Bond 23 Update: Sam Mendes in Talks to Direct

Thompson on Hollywood

When your career needs a boost and there are few available top-dollar jobs: take a franchise.

On the heels of disappointments Away We Go ($10 million) and Oscar contender Revolutionary Road ($23 million), Sam Mendes, who is repped by CAA, is in talks to direct the 23rd James Bond film, which is reportedly moving toward a 2011 release, despite the looming sale of MGM. It is in MGM’s interest to present its biggest franchise as an ongoing concern.

The internet instantly went wild at the prospect that Mendes’ wife Kate Winslet could appear in the film opposite Daniel Craig as 007–an unlikely scenario. A renowned London theater impresario and director who won an Oscar for his first film American Beauty, Mendes would be the first Oscar-winner to direct a Bond film. (Quantum of Solace‘s Marc Forster directed best picture nominee Finding Neverland , Monster’s Ball, starring Oscar-winner Halle Berry, and The Kite Runner, which was nominated for best original score, but he has never been nominated for a directing Oscar.)

These days in Hollywood, it’s harder than ever to stay on the A list. The studios are suddenly drawing filmmakers that they would never have been able to land before, partly because the directors can’t get their dream projects made. You can bet in another climate, Mendes would have other options. I’ve always wondered if his heart was in commercial Hollywood filmmaking. He’s an intellectual and visually stylish director who is really at home on the stage; movies are an acquired skill for him.

Since American Beauty, Mendes’ films have been admired and well-reviewed, but were lackluster b.o. performers. Gangster film Road to Perdition, starring Tom Hanks and Craig, and war film Jarhead, starring Jamie Foxx and Jake Gyllenhaal, were gorgeous, expensive exercises in style that failed to ignite the popular imagination.

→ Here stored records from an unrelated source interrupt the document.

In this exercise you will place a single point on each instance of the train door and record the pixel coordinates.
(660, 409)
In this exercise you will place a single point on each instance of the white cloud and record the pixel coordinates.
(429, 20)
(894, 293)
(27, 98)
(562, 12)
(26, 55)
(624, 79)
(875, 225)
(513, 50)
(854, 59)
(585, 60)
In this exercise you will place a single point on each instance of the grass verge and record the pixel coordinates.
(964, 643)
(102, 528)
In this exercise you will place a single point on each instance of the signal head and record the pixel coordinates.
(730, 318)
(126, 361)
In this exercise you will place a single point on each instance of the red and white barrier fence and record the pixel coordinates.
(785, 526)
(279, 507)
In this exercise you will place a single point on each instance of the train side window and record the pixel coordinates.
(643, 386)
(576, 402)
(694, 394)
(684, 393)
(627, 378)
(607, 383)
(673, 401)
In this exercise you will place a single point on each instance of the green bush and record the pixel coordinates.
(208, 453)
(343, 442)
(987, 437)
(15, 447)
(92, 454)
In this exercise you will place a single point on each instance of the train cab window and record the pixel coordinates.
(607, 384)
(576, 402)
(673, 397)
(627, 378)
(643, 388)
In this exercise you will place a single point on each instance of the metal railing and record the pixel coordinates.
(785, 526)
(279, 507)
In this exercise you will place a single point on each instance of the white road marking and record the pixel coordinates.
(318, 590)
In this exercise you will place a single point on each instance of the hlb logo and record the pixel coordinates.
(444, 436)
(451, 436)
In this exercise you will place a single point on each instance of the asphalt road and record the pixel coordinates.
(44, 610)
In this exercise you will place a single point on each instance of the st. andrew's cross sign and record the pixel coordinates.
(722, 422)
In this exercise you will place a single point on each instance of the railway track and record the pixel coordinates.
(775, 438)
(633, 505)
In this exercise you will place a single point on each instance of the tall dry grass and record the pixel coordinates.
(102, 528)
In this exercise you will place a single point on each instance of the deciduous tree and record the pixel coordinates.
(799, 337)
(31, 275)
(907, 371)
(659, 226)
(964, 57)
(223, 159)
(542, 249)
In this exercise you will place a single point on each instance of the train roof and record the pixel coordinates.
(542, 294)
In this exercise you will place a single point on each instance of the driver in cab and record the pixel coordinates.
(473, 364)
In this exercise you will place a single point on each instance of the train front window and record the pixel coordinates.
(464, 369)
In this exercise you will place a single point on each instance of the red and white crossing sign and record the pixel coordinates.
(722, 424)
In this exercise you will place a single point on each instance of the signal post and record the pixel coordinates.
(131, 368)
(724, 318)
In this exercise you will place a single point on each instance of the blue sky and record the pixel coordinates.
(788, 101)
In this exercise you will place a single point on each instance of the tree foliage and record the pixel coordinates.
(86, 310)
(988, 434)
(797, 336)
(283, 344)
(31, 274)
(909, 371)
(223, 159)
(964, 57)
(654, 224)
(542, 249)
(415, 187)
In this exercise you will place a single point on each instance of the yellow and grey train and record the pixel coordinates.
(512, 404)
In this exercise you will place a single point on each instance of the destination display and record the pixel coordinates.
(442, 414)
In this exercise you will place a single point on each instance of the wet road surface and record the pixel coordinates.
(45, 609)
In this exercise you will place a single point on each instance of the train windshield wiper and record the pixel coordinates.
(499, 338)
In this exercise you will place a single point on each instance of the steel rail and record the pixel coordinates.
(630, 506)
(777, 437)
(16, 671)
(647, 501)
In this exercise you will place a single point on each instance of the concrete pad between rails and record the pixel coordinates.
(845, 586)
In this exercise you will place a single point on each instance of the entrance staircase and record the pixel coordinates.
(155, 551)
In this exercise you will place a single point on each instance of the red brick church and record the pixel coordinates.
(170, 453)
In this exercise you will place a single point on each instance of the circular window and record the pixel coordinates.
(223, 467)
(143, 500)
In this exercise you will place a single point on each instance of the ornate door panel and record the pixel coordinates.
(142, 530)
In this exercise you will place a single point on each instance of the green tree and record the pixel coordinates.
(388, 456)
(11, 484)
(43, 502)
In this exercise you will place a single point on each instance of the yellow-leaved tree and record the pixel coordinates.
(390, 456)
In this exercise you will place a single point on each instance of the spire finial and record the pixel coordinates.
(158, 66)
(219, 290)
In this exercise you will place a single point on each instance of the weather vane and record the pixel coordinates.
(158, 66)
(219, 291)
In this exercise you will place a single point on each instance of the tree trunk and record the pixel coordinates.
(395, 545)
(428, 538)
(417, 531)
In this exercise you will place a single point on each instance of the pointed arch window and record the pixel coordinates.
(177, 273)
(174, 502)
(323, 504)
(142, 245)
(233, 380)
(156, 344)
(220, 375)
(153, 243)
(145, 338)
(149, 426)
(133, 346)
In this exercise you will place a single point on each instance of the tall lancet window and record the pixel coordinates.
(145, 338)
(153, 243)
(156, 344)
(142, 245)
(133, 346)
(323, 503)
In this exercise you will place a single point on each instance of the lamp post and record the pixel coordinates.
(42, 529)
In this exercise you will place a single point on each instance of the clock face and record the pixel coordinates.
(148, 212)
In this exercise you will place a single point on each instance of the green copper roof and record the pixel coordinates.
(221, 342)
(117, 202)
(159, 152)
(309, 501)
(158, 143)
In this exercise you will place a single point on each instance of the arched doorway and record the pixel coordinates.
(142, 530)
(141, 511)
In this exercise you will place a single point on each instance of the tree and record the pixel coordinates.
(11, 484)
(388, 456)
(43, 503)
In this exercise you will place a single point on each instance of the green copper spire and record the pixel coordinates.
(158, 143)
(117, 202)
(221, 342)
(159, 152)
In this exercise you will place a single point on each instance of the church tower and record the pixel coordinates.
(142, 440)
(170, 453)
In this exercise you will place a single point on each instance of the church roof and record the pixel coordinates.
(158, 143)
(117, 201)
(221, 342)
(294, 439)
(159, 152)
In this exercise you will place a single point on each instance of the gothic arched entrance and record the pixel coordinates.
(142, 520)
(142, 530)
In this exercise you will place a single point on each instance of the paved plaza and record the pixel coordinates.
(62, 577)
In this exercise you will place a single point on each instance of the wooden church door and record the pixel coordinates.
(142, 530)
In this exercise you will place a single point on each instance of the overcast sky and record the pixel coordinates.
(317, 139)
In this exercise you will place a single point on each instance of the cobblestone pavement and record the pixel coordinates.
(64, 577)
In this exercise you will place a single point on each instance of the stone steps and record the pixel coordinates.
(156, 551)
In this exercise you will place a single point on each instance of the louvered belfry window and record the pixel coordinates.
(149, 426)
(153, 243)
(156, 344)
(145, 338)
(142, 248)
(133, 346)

When your career is going swimmingly (I’ve always wanted to see what Quentin Tarantino would do with James Bond), you don’t need to direct an action tentpole. I suspected something was wrong with Nine when I heard Rob Marshall was directing Pirates of the Caribbean: On Stranger Tides. I still think that’s a disastrous idea–Memoirs of a Geisha was beautifully art-directed and composed but it was inert. It didn’t move. Marshall knows from Broadway and movie musicals, but he has never proved that he can do anything else. (Nine is escapist fun, a tweener–not a critical hit or Oscar contender, and not a populist musical.)

Having left big-budget filmmaking for a chance to go indie on Away We Go, Mendes, too, seems to be heading back to the safety of a big-budget studio tentpole.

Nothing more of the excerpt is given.